He has been a working composer since the 1980s, but Lang caught the movie bug as an L.A. high-school classmate of Danny Elfman; he also played in a band with future Wilco member Nels Cline. “I worked as a theater usher, and I saw ‘The Exorcist’ 400 times,” said Lang. Stunned by the Hans Werner Henze piece over “The Exorcist”s’ credits, Lang wound up studying with Henze, then went on to shock opera squares with such esoteric compositions as 1985’s “Eating Living Monkeys.”

He also co-founded New York’s Bang on a Can Festival, which made him a veritable rock star in new music in America. And his 2008 Pulitzer Prize and 2010 Grammy-winning opera “The Little Match Girl Passion” became a holiday classic performed in 28 nations after premiering at Carnegie Hall, where Lang served as Composer in Residence.

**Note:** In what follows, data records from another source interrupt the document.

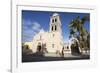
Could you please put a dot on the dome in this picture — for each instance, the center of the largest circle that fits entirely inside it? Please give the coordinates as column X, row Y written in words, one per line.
column 55, row 14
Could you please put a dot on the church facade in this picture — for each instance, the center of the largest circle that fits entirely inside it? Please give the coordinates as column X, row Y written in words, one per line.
column 51, row 41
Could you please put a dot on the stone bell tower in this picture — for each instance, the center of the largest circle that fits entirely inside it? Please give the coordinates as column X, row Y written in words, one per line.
column 55, row 31
column 55, row 23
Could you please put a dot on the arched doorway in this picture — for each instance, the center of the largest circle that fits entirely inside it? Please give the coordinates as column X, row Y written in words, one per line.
column 39, row 47
column 75, row 47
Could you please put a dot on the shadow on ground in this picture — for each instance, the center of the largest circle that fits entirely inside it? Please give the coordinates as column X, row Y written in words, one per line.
column 39, row 57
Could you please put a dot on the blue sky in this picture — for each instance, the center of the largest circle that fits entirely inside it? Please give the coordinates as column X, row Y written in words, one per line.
column 34, row 21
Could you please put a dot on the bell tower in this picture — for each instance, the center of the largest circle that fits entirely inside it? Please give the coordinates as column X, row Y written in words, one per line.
column 55, row 23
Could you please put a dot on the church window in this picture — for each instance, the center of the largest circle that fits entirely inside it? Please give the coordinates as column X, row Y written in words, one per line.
column 52, row 45
column 52, row 28
column 55, row 27
column 53, row 35
column 55, row 20
column 67, row 47
column 52, row 20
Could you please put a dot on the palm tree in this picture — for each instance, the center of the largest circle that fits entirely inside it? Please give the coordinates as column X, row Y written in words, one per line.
column 77, row 26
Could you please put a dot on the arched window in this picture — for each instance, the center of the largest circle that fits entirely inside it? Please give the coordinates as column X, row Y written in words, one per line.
column 55, row 27
column 52, row 20
column 55, row 20
column 52, row 28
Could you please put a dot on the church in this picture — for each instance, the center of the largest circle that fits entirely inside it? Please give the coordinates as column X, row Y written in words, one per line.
column 51, row 41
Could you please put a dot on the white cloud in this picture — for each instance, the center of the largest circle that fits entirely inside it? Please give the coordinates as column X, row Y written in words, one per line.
column 36, row 26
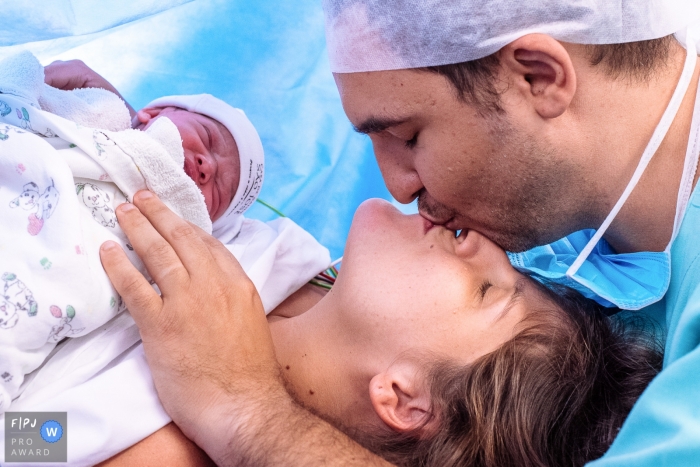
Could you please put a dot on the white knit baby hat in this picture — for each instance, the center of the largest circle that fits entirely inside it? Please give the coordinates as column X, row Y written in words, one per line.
column 373, row 35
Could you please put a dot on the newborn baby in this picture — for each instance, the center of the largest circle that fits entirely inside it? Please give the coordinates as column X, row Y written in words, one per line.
column 67, row 160
column 223, row 153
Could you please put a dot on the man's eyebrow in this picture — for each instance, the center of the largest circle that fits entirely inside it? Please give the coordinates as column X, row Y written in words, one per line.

His first film project involved arranging for the Kronos Quartet on Darren Aronofsky‘s “Requiem for a Dream.” Sorrentino later used a Lang tune in the opening scene of his foreign-language Oscar winner “The Great Beauty” — “so when Paolo wanted to make a film about a classical composer,” said Lang, “he thought, ‘Well, I know a classical composer,’ and asked me.”

Lang’s next important project after the Oscar race is “Anatomy Theater,” a “Sweeney Todd”-like and “The Knick”-ish collaboration with artist Mark Dion that premieres at the Los Angeles Opera in June. “It’s in the same world as ‘Threepenny Opera,’ that same kind of almost cynical feeling,” said Lang.

“It’s a true story. In the 17th and 18th centuries there were these moral lecturers who would go through Europe dissecting the bodies of executed criminals. But not for scientific reasons — mostly for Christian religious reasons. The would cut open the body and show people how the organs of evil people were different from spiritual people. There are Hogarth drawings of people going to these events and drinking alcohol and playing music, with jugglers and jesters. They’re like carnivals, because people are feeling really great about themselves, that they are not evil people being cut up.

“‘Anatomy Theater’ is about a woman who confesses her crime of killing her husband and children, and we hang her and then take her into the dissection theater and get a moral lecture. And through the magic and miracle of opera, the woman keeps singing through the whole thing.”

Still, he said, the world of film affords him a bigger, broader audience than he’ll ever get in opera houses and new-music venues.

“Millions more people can potentially have their minds blown than are available to me in the places my music normally goes,” said Lang.